E nas cidades, o que tem acontecido?
Se olharmos para o movimento cultural urbano, veremos sem grande dificuldade um aumento expressivo do interesse das pessoas por práticas alternativas que não se limitam a promover a saúde ou o bem-estar, mas também uma espiritualidade que poderíamos inclusive qualificar paradoxalmente de laica. Isto é, que não se vincula a uma religião, mas que oferece abertura para uma nova experiência humana de integração com o meio ambiente e com a comunidade. Neste caso, o aumento expressivo da procura por Yoga e meditação não se explicaria inteiramente pelo modo como elas foram recebidas inicialmente nos países ocidentais, sendo possível identificar nesse caso um novo e distinto interesse.
Esse fenômeno também explicaria o aparecimento de mais ativistas nas redes sociais?
O aumento expressivo do interesse por uma ética alimentar inclusiva e vinculada com a realidade brasileira pode ser claramente identificado na ampla adoção do vegetarianismo, o que explica o surgimento do grande número de ativistas nas mídias.
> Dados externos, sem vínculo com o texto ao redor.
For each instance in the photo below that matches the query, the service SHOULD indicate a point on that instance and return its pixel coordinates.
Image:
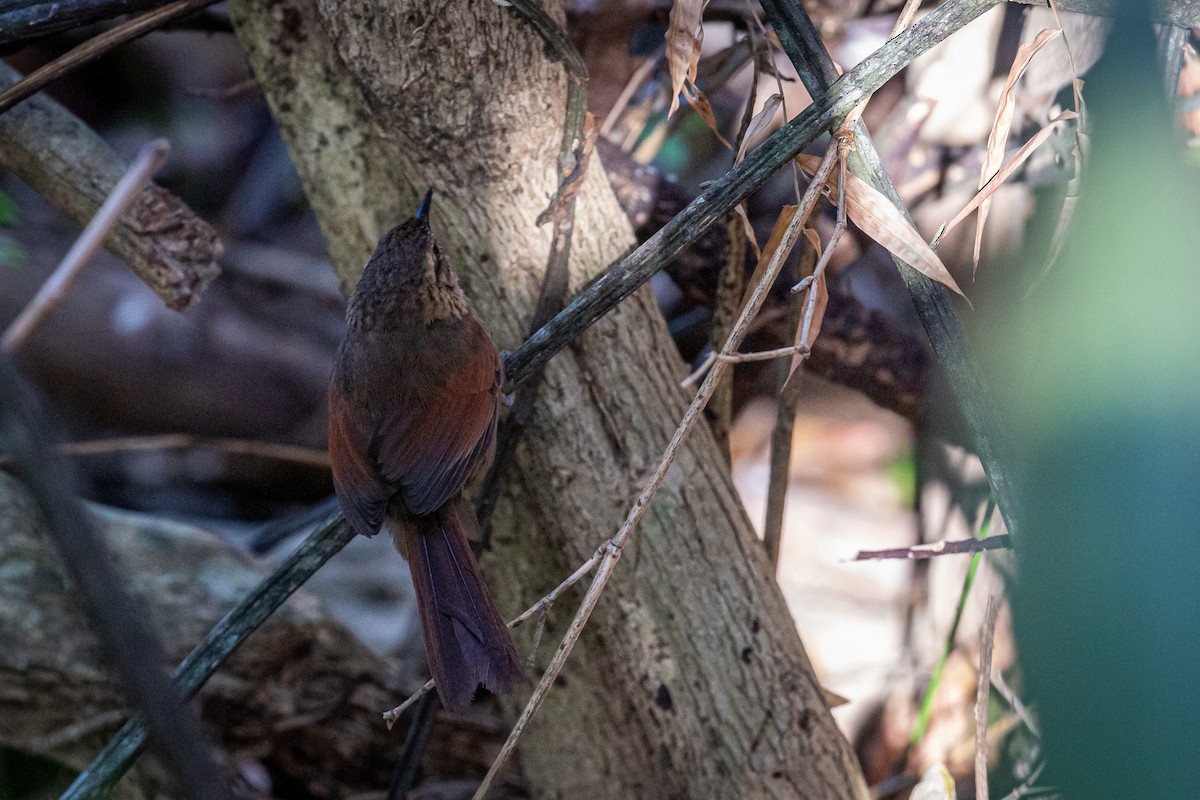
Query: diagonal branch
(119, 755)
(739, 182)
(803, 44)
(132, 647)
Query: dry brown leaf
(768, 252)
(685, 34)
(757, 125)
(876, 217)
(1003, 122)
(999, 179)
(705, 109)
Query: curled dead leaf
(997, 139)
(757, 125)
(685, 34)
(876, 217)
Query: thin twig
(1014, 702)
(622, 281)
(987, 638)
(829, 104)
(804, 47)
(228, 92)
(573, 161)
(149, 160)
(539, 607)
(30, 19)
(97, 780)
(162, 241)
(635, 80)
(969, 546)
(613, 548)
(293, 453)
(96, 47)
(120, 623)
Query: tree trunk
(690, 680)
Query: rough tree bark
(690, 679)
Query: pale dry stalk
(612, 549)
(149, 160)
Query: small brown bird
(412, 416)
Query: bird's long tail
(466, 639)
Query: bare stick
(985, 643)
(1014, 702)
(120, 623)
(149, 160)
(94, 48)
(613, 548)
(539, 607)
(967, 546)
(804, 47)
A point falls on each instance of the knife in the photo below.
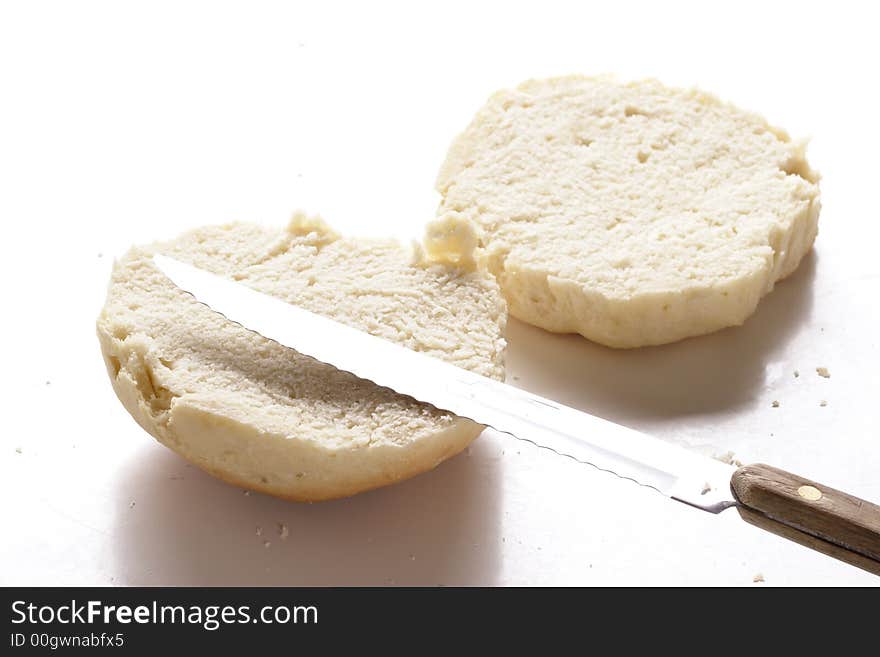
(819, 517)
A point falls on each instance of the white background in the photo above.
(126, 122)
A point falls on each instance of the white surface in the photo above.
(123, 124)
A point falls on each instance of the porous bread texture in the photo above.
(265, 417)
(631, 213)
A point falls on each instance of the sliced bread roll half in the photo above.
(262, 416)
(633, 214)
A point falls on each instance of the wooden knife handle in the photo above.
(814, 515)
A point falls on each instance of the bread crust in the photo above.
(217, 433)
(531, 175)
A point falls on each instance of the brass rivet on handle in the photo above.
(810, 493)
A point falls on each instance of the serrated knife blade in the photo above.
(799, 509)
(691, 478)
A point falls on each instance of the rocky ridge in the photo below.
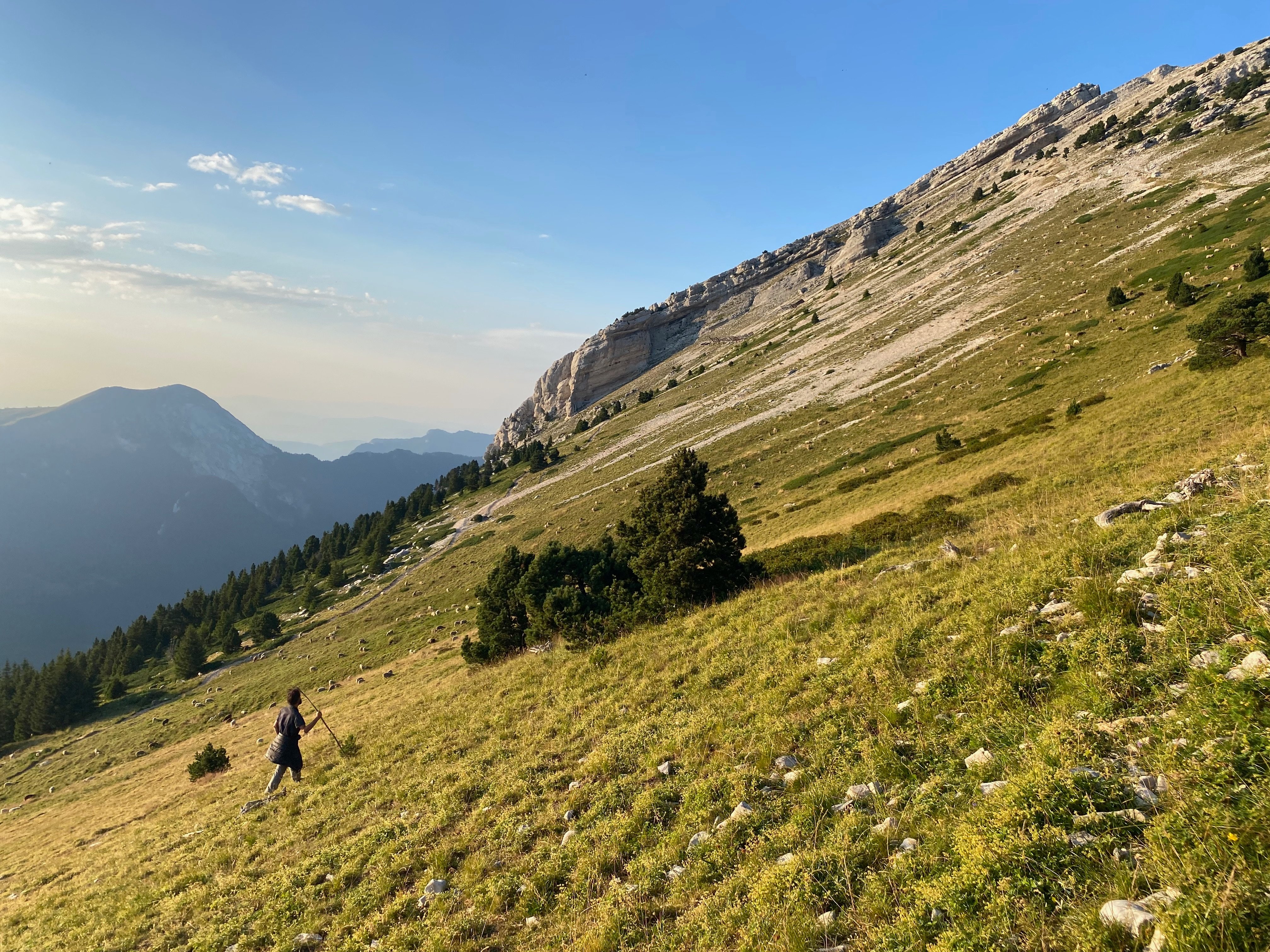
(745, 300)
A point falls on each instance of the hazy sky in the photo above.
(411, 210)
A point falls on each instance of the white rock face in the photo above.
(980, 758)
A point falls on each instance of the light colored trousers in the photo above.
(277, 779)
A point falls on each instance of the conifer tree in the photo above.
(191, 655)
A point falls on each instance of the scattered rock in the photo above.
(980, 758)
(1206, 659)
(1109, 516)
(1254, 666)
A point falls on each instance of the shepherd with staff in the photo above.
(285, 749)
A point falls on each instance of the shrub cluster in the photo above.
(681, 547)
(209, 761)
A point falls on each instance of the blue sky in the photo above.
(411, 210)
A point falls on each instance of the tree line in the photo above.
(68, 688)
(680, 549)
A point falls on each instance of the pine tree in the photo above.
(1255, 264)
(190, 657)
(502, 615)
(685, 542)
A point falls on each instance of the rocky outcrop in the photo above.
(775, 280)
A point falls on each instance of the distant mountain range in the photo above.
(464, 442)
(126, 498)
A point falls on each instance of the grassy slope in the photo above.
(105, 858)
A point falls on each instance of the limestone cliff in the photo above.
(775, 282)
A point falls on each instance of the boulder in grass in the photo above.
(980, 758)
(886, 828)
(1126, 915)
(1254, 666)
(1204, 659)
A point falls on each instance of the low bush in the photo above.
(209, 761)
(996, 483)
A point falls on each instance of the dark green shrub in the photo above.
(1180, 294)
(1228, 329)
(1255, 264)
(209, 761)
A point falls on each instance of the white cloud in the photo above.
(214, 163)
(35, 239)
(306, 204)
(265, 174)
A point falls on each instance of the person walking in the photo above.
(285, 749)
Além do protagonismo evidente que a Sociedade Vegetariana Brasileira assumiu nos últimos tempos, podemos ver o mesmo movimento de respeito aos animais sendo defendido no seio de favelas, como no caso da @thallitaxavier e do @ruan.felixs, ou mesmo numa abordagem mais ampla e não menos cuidadosa e afetiva, como nos casos da @mussinha_carol, @veggui e @chubbyvegan, ou de ativistas mais experientes não necessariamente vinculados ao vegetarianismo, mas centrando seus esforços numa prática alimentar coerente, como @neiderigo e @belagil. Esses são exemplos de um grande movimento cultural que ocorre atualmente em todos os setores da sociedade brasileira, o qual certamente aponta para uma mudança de mentalidade com a qual a filosofia terá muito a ganhar, e com isso toda a sociedade, ao estabelecer um verdadeiro diálogo.